Hardcoding the thread count isn't ideal. To make the thread pool size configurable, we read an environment variable (e.g., HTTP_THREAD_COUNT) at runtime.

const threads = std.process.parseEnvVarInt("HTTP_THREAD_COUNT", usize, 10) catch 1;

Using std.process.parseEnv(), we attempt to parse the thread count as a usize. If parsing fails or the variable is not set, we default to a single thread to maintain compatibility.

This allows flexible adjustment of concurrency without changing code, adapting to different hardware or testing needs.

Conclusion

This tutorial has demonstrated how to implement Zig multi-threading using a thread pool, mutex, and wait group.
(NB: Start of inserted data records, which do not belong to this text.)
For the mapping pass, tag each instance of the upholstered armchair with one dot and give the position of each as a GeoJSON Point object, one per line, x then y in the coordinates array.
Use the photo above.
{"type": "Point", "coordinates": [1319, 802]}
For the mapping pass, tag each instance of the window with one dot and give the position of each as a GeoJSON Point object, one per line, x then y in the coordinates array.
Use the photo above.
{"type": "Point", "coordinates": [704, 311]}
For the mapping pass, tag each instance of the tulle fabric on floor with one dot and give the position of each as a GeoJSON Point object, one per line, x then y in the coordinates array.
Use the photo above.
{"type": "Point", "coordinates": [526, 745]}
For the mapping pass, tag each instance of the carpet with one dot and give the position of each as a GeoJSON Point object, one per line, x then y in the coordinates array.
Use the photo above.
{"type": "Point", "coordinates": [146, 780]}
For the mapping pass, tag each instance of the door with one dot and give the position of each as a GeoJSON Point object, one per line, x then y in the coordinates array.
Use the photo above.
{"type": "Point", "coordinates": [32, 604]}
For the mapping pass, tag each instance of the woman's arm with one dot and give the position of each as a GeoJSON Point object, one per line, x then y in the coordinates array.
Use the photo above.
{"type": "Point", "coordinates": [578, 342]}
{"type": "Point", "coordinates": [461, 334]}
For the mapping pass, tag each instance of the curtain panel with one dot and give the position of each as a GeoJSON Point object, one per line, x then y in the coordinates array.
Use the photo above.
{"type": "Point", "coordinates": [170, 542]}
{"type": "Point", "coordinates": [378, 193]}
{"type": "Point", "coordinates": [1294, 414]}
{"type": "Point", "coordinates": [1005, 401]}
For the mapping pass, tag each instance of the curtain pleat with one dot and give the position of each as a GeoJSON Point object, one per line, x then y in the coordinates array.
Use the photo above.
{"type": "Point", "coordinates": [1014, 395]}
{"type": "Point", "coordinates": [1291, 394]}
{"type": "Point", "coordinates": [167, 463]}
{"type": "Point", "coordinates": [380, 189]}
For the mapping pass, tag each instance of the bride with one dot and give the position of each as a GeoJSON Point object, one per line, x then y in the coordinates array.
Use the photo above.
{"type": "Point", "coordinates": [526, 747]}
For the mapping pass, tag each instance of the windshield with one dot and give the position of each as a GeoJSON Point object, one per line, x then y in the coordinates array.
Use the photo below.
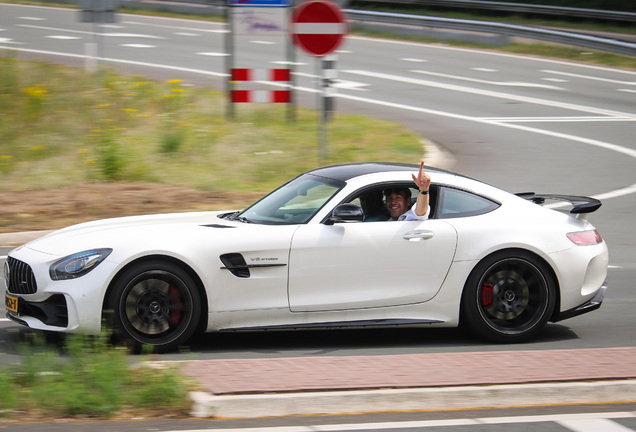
{"type": "Point", "coordinates": [293, 203]}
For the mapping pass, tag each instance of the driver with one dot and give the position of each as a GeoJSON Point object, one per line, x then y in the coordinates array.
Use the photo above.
{"type": "Point", "coordinates": [398, 200]}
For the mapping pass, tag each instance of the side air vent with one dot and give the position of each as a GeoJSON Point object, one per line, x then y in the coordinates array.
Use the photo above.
{"type": "Point", "coordinates": [236, 264]}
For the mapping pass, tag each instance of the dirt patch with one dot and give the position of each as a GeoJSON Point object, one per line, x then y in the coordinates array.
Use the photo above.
{"type": "Point", "coordinates": [49, 209]}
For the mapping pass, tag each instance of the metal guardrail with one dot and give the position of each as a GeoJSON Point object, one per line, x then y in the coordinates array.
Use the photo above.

By refactoring the test runner to use a thread-safe reporter struct and isolating test execution logic, we enabled parallel execution of HTTP integration tests.

Zig's standard library provides straightforward primitives for multi-threading, making it accessible even if you're new to concurrent programming. You can now run multiple independent tests simultaneously, greatly improving performance.

If you're working with Zig and want to make your applications more efficient, I highly recommend exploring these concurrency constructs. They're powerful tools that will help you scale your projects seamlessly.

Feel free to experiment with the environment variable to find the ideal number of threads for your system, and consider how you might extend this pattern to other parts of your Zig applications.